Elle finit par appeler son mari et l’incita à appuyer le Pakistan qui désirait s’assurer la part du lion dans les mines de thorium du Cachemire. Cela l’irritait de voir qu’elle pensait qu’il y était opposé mais, comme il ne demandait que cela, il se laissa facilement convaincre. Cela fait, elle partit pour parler de La Maternité dans le monde d’aujourd’hui devant les Filles de la deuxième révolution.
Tandis que Mrs. Douglas parlait d’abondance sur un sujet dont elle ignorait presque tout, Jubal E. Harshaw, docteur ès lettres, docteur en médecine et docteur en droit, bon vivant, gourmet, sybarite, auteur populaire d’exception et philosophe néo-pessimiste, était assis sur le bord de sa piscine, dans sa propriété des Poconos. Il grattait la toison grise qui couvrait sa poitrine en regardant ses trois secrétaires s’ébattre dans l’eau. Leur beauté n’avait d’égale que leurs talents de secrétaires. Dans l’opinion de Harshaw, le principe du moindre effort exigeait que le beau se joignît à l’utile.
Anne était blonde, Myriam rousse et Dorcas brune. Elles étaient respectivement bien en chair, adorablement proportionnée et délicieusement mince. Quinze années séparaient la plus jeune de la plus âgée, mais il était impossible de dire laquelle était l’aînée.
Harshaw travaillait dur. La plus grande partie de lui-même regardait trois jolies filles s’amuser dans l’eau et le soleil, mais un petit compartiment insonorisé composait.
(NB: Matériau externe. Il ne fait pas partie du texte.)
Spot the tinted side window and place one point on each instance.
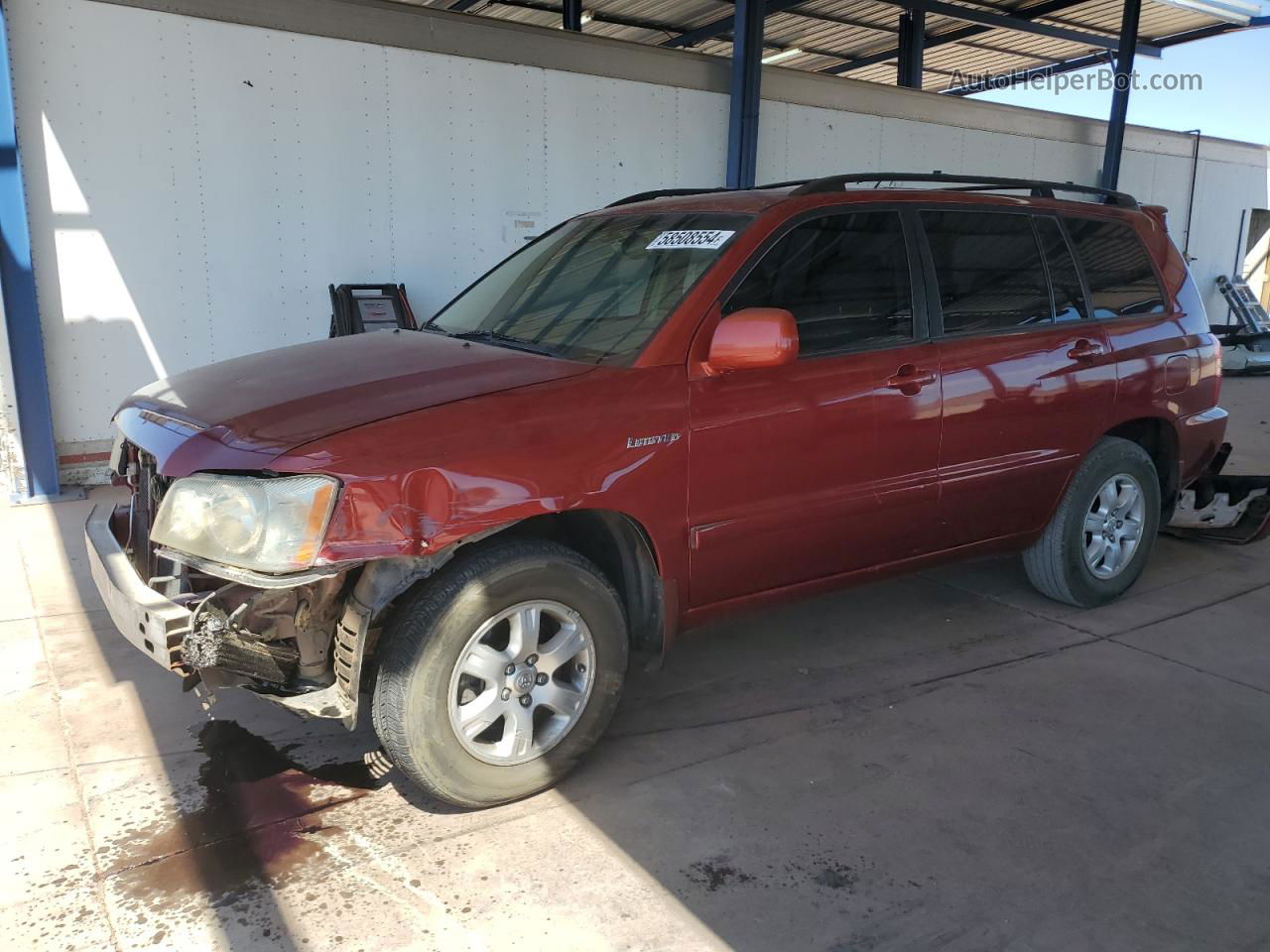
(843, 277)
(988, 271)
(1116, 267)
(1066, 284)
Il disait à qui voulait l’entendre que, pour écrire, il mettait ses gonades en parallèle avec son thalamus et débranchait son cerveau. Ses habitudes donnaient une certaine crédibilité à cette théorie.
Il y avait un vocascribe sur la table, mais il ne s’en servait que pour dicter des notes. Lorsqu’il était prêt à écrire, il faisait appel à une sténo et observait ses réactions. Justement, il était prêt. « La suivante ! cria-t-il.
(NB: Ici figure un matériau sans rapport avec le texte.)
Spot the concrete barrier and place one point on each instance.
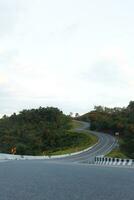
(26, 157)
(99, 160)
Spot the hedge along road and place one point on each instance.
(105, 144)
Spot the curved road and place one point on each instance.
(105, 144)
(68, 178)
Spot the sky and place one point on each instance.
(71, 54)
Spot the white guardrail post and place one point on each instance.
(101, 160)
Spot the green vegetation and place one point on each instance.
(35, 131)
(116, 153)
(113, 120)
(43, 131)
(76, 124)
(76, 142)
— C’est Anne, répondit Dorcas, mais je vais le prendre : elle est au fond de l’eau.
— Non, allez la chercher. » La brunette plongea. Un moment plus tard, Anne sortit de l’eau, passa un peignoir de bain et s’assit à la table, sans rien demander, sans rien préparer. Anne disposait d’une mémoire totale.
Harshaw prit un seau empli de glace arrosée de cognac et en but une bonne lampée. « Anne, j’en ai trouvé une qui est à vomir. Il s’agit d’un petit chat qui entre dans une église le soir de Noël. Non seulement il meurt de froid et de faim, mais – qui saura jamais pourquoi ? – il est blessé à une patte. Bien. On commence. « La neige tombait depuis…»
— Quel nom de plume ?
— Voyons… Mettez Molly Wadsworth, elle est assez poisseuse. Titre : L’Autre Crèche. Allez, on recommence. » Il continua à dicter sans cesser de regarder Anne. Lorsque les larmes se mirent à perler au coin de ses yeux, il sourit et ferma les siens. Lorsqu’il eut terminé, tous deux avaient, après ce bain de sentimentalité écœurante, le visage baigné de larmes.
« Finis, annonça-t-il. Mouchez-vous, puis allez l’envoyer et pour l’amour du ciel ne m’en parlez plus.
— Jubal, vous n’avez donc jamais honte ?
— Jamais.
— Je sens qu’un jour je m’en vais boxer votre gros ventre après une de ces histoires.
— Je sais. Dépêchez-vous de disparaître avant que je ne mette à exécution une petite idée qui m’est juste venue à l’esprit.